Polyimide/Carboxylated Multi-walled Carbon Nanotube Hybrid Aerogel Fibers for Fabric Sensors: Implications for Information Acquisition and Joule Heating in Harsh Environments

Polymeric hybrid sensors have garnered great interest in health monitoring, human–computer interaction, and soft robotics for their lightweight, flexibility, and feasible fabrication process. However, polymeric hybrid sensors suitable for harsh environments remain a considerable challenge, limiting further application. Herein, polyimide (PI)/carboxylated multi-walled carbon nanotube (c-MWCNT) hybrid aerogel fibers with a micro-porous structure were fabricated via wet-spinning and chemical thermal imidization. The fabricated PI/c-MWCNT hybrid aerogel fibers' conductivity and the change of current in response to the bending degree were tested, in which the relative current change achieved 4.78% with a bending degree of 150°. The fibers possessed a density of 0.41 ± 0.06 g/cm3, a conductivity of 17.8 ± 2.9 μS/m, and a tensile strength of 13.0 ± 1.1 MPa. In addition, they exhibited excellent heat/cold durability, whose decomposition temperature, cold resistance, and service life were 367 °C, −196 °C, and 300 cycles, respectively.
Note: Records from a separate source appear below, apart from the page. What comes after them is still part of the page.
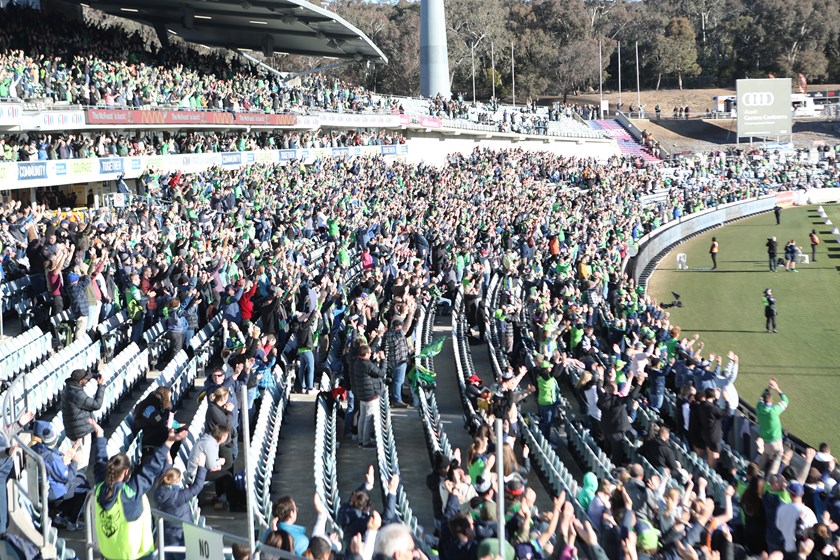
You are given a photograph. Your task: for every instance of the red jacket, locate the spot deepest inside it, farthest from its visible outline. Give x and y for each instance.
(246, 306)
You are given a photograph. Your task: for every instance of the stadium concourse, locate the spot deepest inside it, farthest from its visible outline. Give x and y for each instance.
(232, 341)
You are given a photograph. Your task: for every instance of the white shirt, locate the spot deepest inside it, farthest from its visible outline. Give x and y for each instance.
(786, 518)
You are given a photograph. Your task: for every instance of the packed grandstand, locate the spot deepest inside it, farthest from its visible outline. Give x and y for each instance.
(169, 326)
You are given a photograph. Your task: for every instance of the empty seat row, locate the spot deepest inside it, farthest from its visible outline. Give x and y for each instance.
(39, 388)
(24, 352)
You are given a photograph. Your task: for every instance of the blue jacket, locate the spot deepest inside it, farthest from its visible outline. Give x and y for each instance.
(78, 299)
(298, 532)
(58, 474)
(175, 501)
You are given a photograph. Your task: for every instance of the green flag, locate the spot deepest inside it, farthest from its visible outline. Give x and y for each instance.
(433, 348)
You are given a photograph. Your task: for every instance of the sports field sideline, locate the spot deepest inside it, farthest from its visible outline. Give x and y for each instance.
(725, 307)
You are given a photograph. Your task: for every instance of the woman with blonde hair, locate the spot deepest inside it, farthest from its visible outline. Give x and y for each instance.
(174, 499)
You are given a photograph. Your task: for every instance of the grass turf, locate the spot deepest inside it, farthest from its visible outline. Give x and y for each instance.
(725, 307)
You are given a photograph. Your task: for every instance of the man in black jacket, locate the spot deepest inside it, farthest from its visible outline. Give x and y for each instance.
(658, 451)
(615, 420)
(77, 409)
(368, 381)
(78, 301)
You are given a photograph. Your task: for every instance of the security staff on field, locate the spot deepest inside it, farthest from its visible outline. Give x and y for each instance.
(770, 310)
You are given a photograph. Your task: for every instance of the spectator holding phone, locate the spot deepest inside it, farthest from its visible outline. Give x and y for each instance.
(77, 408)
(173, 498)
(123, 515)
(154, 417)
(218, 461)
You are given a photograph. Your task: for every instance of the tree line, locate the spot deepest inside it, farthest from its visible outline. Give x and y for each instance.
(555, 43)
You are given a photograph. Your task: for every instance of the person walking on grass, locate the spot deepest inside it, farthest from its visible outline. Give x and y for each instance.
(713, 252)
(790, 256)
(772, 250)
(770, 310)
(815, 240)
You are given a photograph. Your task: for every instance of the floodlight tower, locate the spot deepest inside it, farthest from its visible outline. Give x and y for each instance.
(434, 56)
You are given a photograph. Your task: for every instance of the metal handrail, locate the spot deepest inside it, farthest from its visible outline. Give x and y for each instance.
(44, 487)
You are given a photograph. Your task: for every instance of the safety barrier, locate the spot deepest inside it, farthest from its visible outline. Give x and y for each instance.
(39, 388)
(324, 466)
(388, 461)
(263, 449)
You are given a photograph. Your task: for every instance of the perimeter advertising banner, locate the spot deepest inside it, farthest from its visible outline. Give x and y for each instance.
(764, 107)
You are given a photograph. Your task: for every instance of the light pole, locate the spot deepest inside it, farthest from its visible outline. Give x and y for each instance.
(493, 69)
(472, 57)
(512, 75)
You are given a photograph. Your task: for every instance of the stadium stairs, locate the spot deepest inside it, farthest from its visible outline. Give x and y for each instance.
(626, 143)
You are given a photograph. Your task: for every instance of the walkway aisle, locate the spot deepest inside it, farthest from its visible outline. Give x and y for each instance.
(414, 464)
(353, 463)
(447, 393)
(483, 368)
(293, 474)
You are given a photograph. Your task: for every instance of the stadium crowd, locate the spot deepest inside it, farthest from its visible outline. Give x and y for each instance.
(39, 147)
(243, 243)
(53, 58)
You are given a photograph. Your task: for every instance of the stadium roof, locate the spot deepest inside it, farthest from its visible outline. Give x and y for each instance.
(266, 26)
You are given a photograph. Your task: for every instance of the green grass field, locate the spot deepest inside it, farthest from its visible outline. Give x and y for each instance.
(725, 307)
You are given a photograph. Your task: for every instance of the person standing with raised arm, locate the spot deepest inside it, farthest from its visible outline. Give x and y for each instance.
(770, 426)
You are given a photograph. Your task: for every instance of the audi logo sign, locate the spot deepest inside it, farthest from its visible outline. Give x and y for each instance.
(758, 99)
(764, 107)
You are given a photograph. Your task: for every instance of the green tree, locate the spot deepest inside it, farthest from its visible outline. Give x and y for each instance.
(676, 51)
(471, 26)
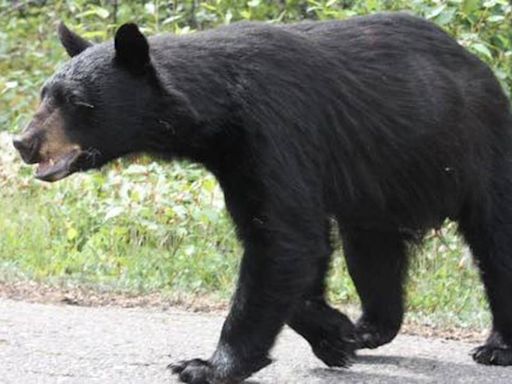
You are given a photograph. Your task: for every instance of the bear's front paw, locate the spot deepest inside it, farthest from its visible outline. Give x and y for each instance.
(216, 371)
(489, 354)
(335, 352)
(371, 335)
(195, 371)
(496, 351)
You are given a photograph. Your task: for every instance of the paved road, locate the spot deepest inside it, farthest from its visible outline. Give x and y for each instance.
(69, 344)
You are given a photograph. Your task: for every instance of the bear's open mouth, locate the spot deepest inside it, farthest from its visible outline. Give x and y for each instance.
(53, 169)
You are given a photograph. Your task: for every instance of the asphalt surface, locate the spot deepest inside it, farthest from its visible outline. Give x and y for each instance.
(42, 343)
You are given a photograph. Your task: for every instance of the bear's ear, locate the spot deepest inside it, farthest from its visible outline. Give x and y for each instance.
(132, 48)
(73, 43)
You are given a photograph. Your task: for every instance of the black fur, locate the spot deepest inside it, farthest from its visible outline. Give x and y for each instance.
(383, 122)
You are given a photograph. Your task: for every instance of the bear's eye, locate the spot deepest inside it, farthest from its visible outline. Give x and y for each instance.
(44, 92)
(75, 99)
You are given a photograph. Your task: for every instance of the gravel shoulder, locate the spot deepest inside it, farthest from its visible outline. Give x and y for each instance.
(52, 343)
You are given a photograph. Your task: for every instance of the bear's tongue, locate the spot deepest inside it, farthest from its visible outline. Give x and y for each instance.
(56, 169)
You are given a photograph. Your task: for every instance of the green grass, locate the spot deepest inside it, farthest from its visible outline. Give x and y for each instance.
(142, 226)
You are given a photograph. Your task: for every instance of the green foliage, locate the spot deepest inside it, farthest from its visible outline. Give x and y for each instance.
(147, 225)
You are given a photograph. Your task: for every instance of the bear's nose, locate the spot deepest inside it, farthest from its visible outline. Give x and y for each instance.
(27, 147)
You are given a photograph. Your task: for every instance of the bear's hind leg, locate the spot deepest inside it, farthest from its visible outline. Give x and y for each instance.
(377, 263)
(488, 232)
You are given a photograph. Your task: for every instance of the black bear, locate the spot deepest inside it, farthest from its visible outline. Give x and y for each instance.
(383, 123)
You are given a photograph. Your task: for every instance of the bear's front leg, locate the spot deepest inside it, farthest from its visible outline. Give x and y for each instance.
(272, 278)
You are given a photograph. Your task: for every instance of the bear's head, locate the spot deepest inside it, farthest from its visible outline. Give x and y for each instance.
(96, 108)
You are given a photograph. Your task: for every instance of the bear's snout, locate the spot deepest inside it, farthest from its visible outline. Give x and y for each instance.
(28, 147)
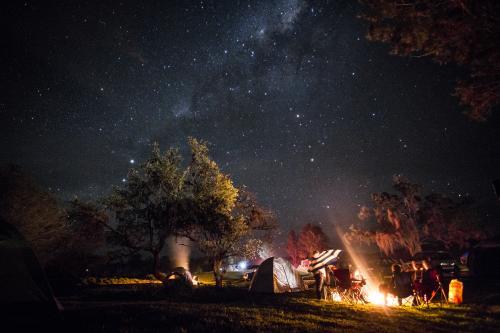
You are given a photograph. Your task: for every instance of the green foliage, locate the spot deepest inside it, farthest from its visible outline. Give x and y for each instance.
(221, 225)
(450, 31)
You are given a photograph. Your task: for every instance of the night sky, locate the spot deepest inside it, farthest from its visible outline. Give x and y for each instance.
(297, 104)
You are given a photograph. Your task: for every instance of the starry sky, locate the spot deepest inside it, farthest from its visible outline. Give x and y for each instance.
(297, 105)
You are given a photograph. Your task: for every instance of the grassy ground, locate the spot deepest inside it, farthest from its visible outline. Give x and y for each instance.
(149, 309)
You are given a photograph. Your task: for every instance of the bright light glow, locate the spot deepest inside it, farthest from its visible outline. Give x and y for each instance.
(371, 289)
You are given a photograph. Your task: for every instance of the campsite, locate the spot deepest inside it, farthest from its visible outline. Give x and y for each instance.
(250, 166)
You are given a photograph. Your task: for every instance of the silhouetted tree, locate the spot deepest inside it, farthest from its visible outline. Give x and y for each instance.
(462, 32)
(148, 207)
(404, 221)
(219, 225)
(34, 212)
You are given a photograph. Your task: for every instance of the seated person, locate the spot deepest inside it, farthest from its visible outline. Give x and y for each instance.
(429, 282)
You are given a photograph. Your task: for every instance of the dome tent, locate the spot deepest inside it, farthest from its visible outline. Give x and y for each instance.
(276, 275)
(26, 298)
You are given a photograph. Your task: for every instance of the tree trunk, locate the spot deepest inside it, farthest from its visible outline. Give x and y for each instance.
(217, 265)
(156, 265)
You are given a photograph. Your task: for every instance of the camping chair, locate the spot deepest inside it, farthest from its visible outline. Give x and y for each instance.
(428, 288)
(343, 286)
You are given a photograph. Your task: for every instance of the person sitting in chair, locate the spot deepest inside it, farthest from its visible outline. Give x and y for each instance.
(430, 281)
(400, 286)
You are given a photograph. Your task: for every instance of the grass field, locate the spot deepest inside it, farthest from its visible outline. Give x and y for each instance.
(149, 309)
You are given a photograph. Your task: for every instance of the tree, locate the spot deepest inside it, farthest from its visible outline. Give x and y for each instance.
(292, 248)
(34, 211)
(220, 226)
(148, 208)
(404, 221)
(311, 239)
(462, 32)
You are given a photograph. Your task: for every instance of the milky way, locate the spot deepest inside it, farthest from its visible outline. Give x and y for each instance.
(297, 105)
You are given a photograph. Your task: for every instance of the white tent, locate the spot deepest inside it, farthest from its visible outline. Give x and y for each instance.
(276, 275)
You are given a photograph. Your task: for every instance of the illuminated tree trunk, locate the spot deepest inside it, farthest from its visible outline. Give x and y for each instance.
(156, 265)
(217, 267)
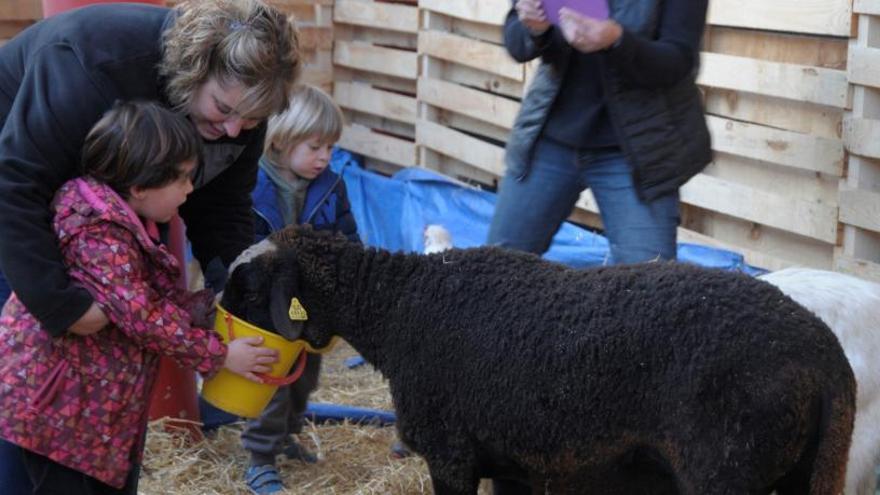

Furthermore, the fabric sensor woven with PI/c-MWCNT hybrid aerogel fibers demonstrated two sensitivity stages of stage 1 (S1) = 6.04 and stage 2 (S2) = 0.55 under various pressures. Besides, it could be heated to 62 °C at a voltage of 30 V in 90 s with a changing resistance. The above properties demonstrate that the as-prepared fabric sensor exhibited great application potential for information acquisition and joule heating in harsh environments.